On estime la prévalence du syndrome de tako-tsubo (égalment appelé « ballonnisation apicale aiguë du ventricule gauche » ou « syndrome du cœur brisé ») entre 0,5 et 2 % des syndromes coronaires aigus, mais jusqu’à 5-6 % dans la population féminine [1, 2]. Cette cardiopathie touche préférentiellement les femmes ménopausées, anxiodépressives ou exposées à un stress intense, physique (maladie aiguë, chirurgie, douleurs périopératoires, détresse respiratoire, crise convulsive, ictus amnésique, accident vasculaire cérébral, chute avec impossibilité de se relever, injection de catécholamines, etc.) ou émotionnel (deuil, frayeur majeure, conflit familial, pertes financières, phénomènes climatiques extraordinaires ou tremblements de terre, etc.). Parfois, cependant, l’interrogatoire ne permet pas de retrouver de trigger physique ou psychique.
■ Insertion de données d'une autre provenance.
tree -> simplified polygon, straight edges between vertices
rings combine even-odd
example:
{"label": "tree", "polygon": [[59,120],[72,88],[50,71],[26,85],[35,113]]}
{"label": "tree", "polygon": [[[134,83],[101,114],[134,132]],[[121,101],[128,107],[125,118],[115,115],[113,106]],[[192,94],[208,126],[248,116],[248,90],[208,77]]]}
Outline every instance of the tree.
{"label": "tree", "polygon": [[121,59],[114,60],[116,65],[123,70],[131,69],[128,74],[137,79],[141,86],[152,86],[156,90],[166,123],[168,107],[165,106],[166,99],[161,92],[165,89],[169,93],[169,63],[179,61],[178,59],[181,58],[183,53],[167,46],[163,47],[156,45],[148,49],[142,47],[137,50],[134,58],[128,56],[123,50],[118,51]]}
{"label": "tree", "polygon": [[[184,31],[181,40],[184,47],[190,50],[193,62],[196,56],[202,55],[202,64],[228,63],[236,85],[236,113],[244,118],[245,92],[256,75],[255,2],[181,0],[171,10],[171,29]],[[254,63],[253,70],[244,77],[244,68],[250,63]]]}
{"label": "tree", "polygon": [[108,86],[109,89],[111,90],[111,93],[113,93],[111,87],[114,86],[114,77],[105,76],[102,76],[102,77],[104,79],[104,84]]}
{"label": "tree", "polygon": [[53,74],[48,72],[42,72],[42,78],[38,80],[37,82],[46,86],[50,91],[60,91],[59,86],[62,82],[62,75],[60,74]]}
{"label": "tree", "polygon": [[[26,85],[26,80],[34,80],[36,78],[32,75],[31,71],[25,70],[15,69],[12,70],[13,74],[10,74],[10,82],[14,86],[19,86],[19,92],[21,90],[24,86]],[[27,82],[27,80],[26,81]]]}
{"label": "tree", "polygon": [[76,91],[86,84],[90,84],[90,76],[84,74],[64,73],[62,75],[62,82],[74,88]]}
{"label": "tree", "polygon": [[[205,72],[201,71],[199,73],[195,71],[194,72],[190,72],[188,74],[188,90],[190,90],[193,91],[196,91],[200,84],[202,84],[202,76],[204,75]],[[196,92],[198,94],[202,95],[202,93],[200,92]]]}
La prise de médicaments stimulant le système sympathique – essentiellement l’épinéphrine et la dobutamine – a été décrite comme un facteur potentiellement déclenchant de cardiomyopathie de stress [3]. L’atteinte myocardique observée serait provoquée par une libération importante de catécholamines dans la circulation sanguine lors du stress émotionnel ou physique, associée à une hypersensibilité myocardique à ces catécholamines. Cependant, les mécanismes physiopathologiques précis ne sont pas connus. Le phéochromocytome doit systématiquement être évoqué comme diagnostic différentiel.

La prévalence de l’obstruction sous-aortique dans la cardiomyopathie de stress est imprécise. La première série publiée [4] porte sur quatre-vingt-huit patients issus de plusieurs centres japonais et analysés rétrospectivement ; 18 % des patients présentaient alors un gradient sous-aortique transitoire. Deux autres séries font état d’une prévalence de 20-25 % [5, 6]. Son diagnostic reste primordial afin de ne pas introduire de vasodilatateurs (dérivés nitrés essentiellement) ni de traitement inotrope, qui aggraveraient l’obstruction sous-aortique et pourraient induire un choc cardiogénique [7, 8].

Liens d’intérêt

Les auteurs déclarent n’avoir aucun lien d’intérêt en rapport avec cet article.